Planning, implementing and obtaining the right skills to ensure that this change runs as smoothly as possible concerns some IT staff, so to iron out these concerns and queries, I caught up with Greg Pearson, UK Lead for Microsoft Learning to understand a little more about these issue’s and what Microsoft as a company are doing to help our customers during this change.
Q. What are the current issues that you see around technical skills and the move towards cloud technologies?
A. First of all, it is good news for IT professionals. Migration to cloud technologies will open up new opportunities and avenues for professional growth, but it will require action to take advantage of them. We will see a shift away from traditional skills as the simplification and automation of some processes will mean that only a basic level of knowledge will suffice. There will clearly be a new emphasis on emerging technologies e.g. Hyper-V and Office 365, but also a requirement for a broader set of skills around architecture, planning, design, security and management to help realise the benefits of cloud technology business cases and provide and cost analytics.

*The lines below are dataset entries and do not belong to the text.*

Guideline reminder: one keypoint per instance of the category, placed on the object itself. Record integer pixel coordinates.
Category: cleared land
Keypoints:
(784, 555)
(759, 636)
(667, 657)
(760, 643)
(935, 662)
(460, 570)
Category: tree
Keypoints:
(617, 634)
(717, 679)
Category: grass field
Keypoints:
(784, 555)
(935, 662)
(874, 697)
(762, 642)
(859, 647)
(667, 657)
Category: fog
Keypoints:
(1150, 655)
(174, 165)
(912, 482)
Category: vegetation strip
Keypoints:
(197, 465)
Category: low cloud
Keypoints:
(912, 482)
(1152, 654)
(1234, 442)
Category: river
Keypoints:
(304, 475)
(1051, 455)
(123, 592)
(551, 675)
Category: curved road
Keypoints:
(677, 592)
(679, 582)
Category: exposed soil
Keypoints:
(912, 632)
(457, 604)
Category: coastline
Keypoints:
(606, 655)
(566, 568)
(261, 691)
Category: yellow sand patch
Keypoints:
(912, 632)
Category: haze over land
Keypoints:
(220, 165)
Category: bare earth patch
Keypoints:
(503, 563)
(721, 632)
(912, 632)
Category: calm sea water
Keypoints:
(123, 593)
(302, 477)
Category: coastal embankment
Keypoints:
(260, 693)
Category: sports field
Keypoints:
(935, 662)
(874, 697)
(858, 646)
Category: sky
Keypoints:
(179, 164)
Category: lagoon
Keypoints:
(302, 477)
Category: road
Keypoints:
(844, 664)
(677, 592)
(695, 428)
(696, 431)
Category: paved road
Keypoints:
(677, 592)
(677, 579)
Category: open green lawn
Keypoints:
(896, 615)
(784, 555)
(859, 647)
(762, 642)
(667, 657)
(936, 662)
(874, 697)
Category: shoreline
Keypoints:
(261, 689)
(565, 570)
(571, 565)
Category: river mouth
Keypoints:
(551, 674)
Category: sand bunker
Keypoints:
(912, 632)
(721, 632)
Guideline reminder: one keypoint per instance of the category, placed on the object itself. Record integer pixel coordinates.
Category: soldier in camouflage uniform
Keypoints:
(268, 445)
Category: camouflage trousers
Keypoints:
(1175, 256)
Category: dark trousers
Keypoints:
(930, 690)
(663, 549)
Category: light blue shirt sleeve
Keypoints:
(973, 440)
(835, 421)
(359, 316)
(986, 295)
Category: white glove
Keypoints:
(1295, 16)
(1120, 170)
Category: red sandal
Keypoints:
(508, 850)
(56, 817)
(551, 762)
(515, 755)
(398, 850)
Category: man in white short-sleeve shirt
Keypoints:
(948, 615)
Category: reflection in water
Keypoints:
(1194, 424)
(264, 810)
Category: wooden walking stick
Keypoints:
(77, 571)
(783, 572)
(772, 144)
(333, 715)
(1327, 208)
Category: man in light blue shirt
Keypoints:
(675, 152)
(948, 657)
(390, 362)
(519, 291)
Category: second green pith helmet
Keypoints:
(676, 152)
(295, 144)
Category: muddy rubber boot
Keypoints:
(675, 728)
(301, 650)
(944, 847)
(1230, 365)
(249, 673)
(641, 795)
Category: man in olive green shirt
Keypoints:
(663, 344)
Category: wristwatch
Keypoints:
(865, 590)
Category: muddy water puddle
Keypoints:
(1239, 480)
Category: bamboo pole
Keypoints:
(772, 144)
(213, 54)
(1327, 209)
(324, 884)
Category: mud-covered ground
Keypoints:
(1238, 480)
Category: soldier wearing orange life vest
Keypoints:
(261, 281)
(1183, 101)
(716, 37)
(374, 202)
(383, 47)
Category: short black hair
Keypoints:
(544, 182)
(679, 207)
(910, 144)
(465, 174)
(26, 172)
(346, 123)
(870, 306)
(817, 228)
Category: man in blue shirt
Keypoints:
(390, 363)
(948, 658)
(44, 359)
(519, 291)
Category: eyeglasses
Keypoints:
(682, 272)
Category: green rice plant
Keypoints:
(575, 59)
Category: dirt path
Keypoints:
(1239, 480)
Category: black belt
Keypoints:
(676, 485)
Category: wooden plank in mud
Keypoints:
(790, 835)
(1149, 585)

Whilst that may sound scary to some, my simple guidance would be:
1) Obtain and leverage core skills now – these are still essential and will be for 5+ years.
2) Enhance those core skills – develop key online technology skills within products like SharePoint and Exchange to help make the move towards cloud offerings
3) Develop new skills – technologies like Windows Azure and Virtualisation
Q. So what is Microsoft Learning doing to help our customers make this change?
A. We are building our portfolio of training and certification for cloud technologies now. Some of the core technology skills training is already available e.g. Virtualisation and Windows Server 2008. We have just launched our portal that helps map courses and certifications to various roles and functions – www.microsoft.com/learning/cloud.
Even better news for those in the Education sector is that we have the IT Academy programme that gives extremely low cost access to broad range of elearning, certifications, courseware and additional resources that can help you prepare. You can add IT Academy into your current software agreement or purchase it direct from Microsoft. The beauty of this programme is that the benefits are open to all staff as well as students, so it opens up the opportunity to enhance your ICT curriculum and build in the skills needed for the IT jobs of tomorrow, but that moves us into a separate topic of discussion.